In altri termini, anche per questa strada sembra incombente il rischio di sbocchi dettati dal profilo puramente valutativo della complessiva personalità del magistrato, che se da un lato depone per l’insufficienza strutturale di una ricostruzione troppo legata al dato numerico, dall’altro indica come opportuna una revisione del sistema disciplinare, che appare segnato spesso da rigorismi eccessivi che mal s’incastrano con la realtà professionale del magistrato e delle condizioni concrete in cui opera. Da qui l’auspicio di una funzione disciplinare più attenta ai profili deontologici prima ancora che ad aspetti formali, come il rispetto dei termini nel deposito delle sentenze, con il conseguente rischio di comprensibili chiusure difensive da parte del singolo, di derive burocratiche e impiegatizie e ricadute negative sulla qualità della giurisdizione.

In conclusione, se lo scopo della riforma è quello di permettere controlli effettivi sulla professionalità dei magistrati, esso rischia di perdersi sia dal lato del rischio di un ritorno alla pura e semplice soggettività, esclusi ovviamente gli indicatori di per sé quantificabili, come le statistiche di produttività e i ritardi, sia dal lato delle incompletezze conoscitive. Vero è che il sistema, pur ispirato alla tipizzazione delle fonti, non si chiude a tutti gli apporti virtualmente possibili, ma è anche vero che una positiva disciplina verso altri sbocchi conoscitivi sarebbe auspicabile, assieme allo studio di format più precisi e al contempo semplificati.


La tensione deve essere quella, come è stato sottolineato anche nella relazione illustrativa della commissione Vietti, «della maggiore articolazione dei pareri, che più si attagliano alle diversità di capacità e attitudini dei magistrati e della incentivazione verso un modello positivo di magistrato».
Occorre, in definitiva , costruire una cultura della valutazione, evitando di dare valore a “titoli” astratti, per verificare le concrete ed effettive modalità con cui ogni incarico o funzione sono stati svolti, spostando il baricentro delle valutazioni da che cosa hanno fatto i candidati a come lo hanno fatto e con quali risultati.
Criticità e controindicazioni, da ultimo, presenta la previsione della proposta della Commissione Vietti di una sostanziale mancanza di motivazione dei pareri positivi dei consigli giudiziari e l’omessa previsione dell’inoltro al CSM per la valutazione complessiva di professionalità, finendosi col valorizzare eccessivamente il solo rapporto del capo ufficio – con il rischio di accentuare negativi fenomeni di gerarchizzazione –  e rinunciandosi all’acquisizione di dati di conoscenza utili per definire il profilo del magistrato anche ad altri fini, come nel caso di successiva valutazione per l’assegnazione di incarichi dirigenziali.


Dirigenza Giudiziaria


Il sistema delle valutazioni, arricchito da indicatori specifici, è tanto più importante in quanto è alla base dei criteri per il conferimento degli incarichi dirigenziali, altro aspetto qualificante della riforma, che ha consentito di abbandonare la previgente disciplina degli incarichi conferiti senza scadenza e attribuiti principalmente in base all’anzianità di servizio senza demerito.

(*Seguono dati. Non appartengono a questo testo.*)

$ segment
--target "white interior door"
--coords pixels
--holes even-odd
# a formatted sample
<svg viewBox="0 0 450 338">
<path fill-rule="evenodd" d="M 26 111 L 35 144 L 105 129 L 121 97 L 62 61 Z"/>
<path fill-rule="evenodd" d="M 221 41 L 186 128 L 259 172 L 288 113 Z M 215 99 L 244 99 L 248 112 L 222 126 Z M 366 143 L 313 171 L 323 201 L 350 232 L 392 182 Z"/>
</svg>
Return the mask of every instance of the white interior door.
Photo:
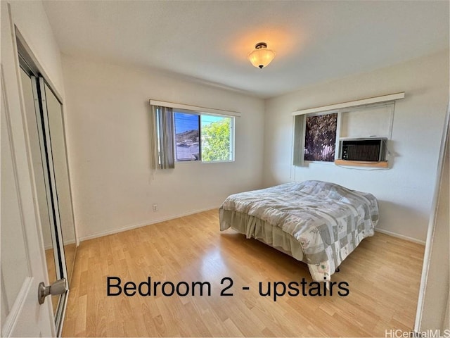
<svg viewBox="0 0 450 338">
<path fill-rule="evenodd" d="M 1 336 L 54 337 L 51 302 L 40 306 L 37 299 L 39 282 L 49 280 L 24 132 L 14 35 L 5 3 L 1 1 Z"/>
</svg>

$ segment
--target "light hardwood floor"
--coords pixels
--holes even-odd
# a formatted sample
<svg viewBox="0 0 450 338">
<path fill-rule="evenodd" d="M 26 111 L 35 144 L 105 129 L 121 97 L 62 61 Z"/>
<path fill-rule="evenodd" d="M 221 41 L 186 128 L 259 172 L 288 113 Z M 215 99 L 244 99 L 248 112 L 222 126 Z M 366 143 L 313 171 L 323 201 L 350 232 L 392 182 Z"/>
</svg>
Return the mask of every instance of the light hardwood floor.
<svg viewBox="0 0 450 338">
<path fill-rule="evenodd" d="M 306 264 L 229 230 L 217 210 L 82 242 L 63 337 L 385 337 L 412 329 L 424 247 L 375 233 L 333 275 L 347 296 L 271 297 L 259 282 L 311 282 Z M 209 282 L 207 296 L 107 296 L 125 282 Z M 223 277 L 233 280 L 221 296 Z M 264 284 L 266 285 L 266 284 Z M 249 290 L 242 287 L 248 286 Z"/>
</svg>

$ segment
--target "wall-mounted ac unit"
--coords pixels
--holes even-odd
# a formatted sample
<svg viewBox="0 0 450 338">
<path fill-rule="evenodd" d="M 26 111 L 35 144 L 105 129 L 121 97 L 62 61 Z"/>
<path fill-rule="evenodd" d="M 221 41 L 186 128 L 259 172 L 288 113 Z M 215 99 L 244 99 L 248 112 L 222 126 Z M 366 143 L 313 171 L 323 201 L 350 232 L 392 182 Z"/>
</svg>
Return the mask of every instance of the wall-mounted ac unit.
<svg viewBox="0 0 450 338">
<path fill-rule="evenodd" d="M 347 161 L 386 161 L 387 138 L 345 139 L 340 142 L 340 158 Z"/>
</svg>

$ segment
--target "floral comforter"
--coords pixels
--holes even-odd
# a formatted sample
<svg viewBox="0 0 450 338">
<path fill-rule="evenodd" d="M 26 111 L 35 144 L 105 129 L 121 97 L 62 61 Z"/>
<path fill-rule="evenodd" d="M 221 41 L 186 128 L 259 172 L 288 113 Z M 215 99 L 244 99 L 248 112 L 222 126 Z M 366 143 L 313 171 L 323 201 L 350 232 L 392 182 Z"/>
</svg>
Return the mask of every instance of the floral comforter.
<svg viewBox="0 0 450 338">
<path fill-rule="evenodd" d="M 316 281 L 329 280 L 361 241 L 373 235 L 378 221 L 373 195 L 321 181 L 235 194 L 220 208 L 254 216 L 291 234 Z M 229 227 L 221 219 L 221 230 Z"/>
</svg>

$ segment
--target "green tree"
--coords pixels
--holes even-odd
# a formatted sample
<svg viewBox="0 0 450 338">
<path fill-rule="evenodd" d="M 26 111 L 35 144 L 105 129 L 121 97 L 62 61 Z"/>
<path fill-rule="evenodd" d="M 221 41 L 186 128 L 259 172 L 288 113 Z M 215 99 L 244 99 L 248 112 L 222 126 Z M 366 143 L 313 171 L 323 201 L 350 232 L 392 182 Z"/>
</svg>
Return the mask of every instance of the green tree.
<svg viewBox="0 0 450 338">
<path fill-rule="evenodd" d="M 202 161 L 230 159 L 231 118 L 202 126 Z"/>
</svg>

Si tratta di una modifica epocale, che ha inteso dare rilievo alle attitudini direttive, al fine di migliorare l’efficienza del sistema.

La verifica del grado di effettività della disciplina, primaria e secondaria, sulla dirigenza degli uffici giudiziari, introdotta con le modifiche dell’ordinamento giudiziario del biennio 2005-2007, con l’ulteriore rilievo delle criticità che ancora permangono, deve prendere le mosse dall’individuazione del modello normativo di dirigente al quale le norme si ispirano e che rappresenta il punto di arrivo di un lungo e faticoso processo di maturazione innanzitutto culturale e, conseguentemente, normativo.

La dirigenza non è, infatti, esercizio di un potere gerarchico nell'ambito di un'organizzazione piramidale, né la tappa di un cursus honorum irresponsabile ed incontrollato, che dà luogo ad uno status intoccabile ed indefinito nel tempo. Quella del dirigente, nel sistema delineato dalla Costituzione, è invece una funzione con contenuti autonomi, per la quale sono richieste doti non superiori, ma diverse rispetto a quelle del magistrato giudicante o requirente.

Se non si comprende questa premessa, resta oscuro il motivo che ha indotto alla degradazione dell’anzianità a mero criterio di legittimazione alla partecipazione al concorso.

La magistratura non è una burocrazia e il principio che la regola non è quello gerarchico, ma quello della separazione delle funzioni. La finalità ultima è che gli incarichi semidirettivi e direttivi vengano ricoperti da magistrati che vantino al loro attivo un percorso costante, credibile ed effettivo di formazione della professionalità, abbiano preparazione culturale generale e culturale specifica, siano muniti di spiccate capacità organizzative, siano portatori di Etica dei comportamenti, di Etica delle funzioni, di Etica costituzionale, di Etica del decidere; siano insomma, tra i candidati, i più adatti a queste o quelle specificità distrettuali.

Il nuovo t.u. della dirigenza giudiziaria, con cui il Csm ha riordinato l’intera disciplina secondaria, manifesta la volontà di indirizzare la discrezionalità di cui il consiglio è titolare, in virtù della Costituzione, in termini di maggiore prevedibilità, trasparenza e comprensibilità delle scelte. La messa in opera del t.u. è insomma uno dei contesti maggiormente impegnativi, delicati e allo stesso tempo potenzialmente innovativi del governo della magistratura in Italia.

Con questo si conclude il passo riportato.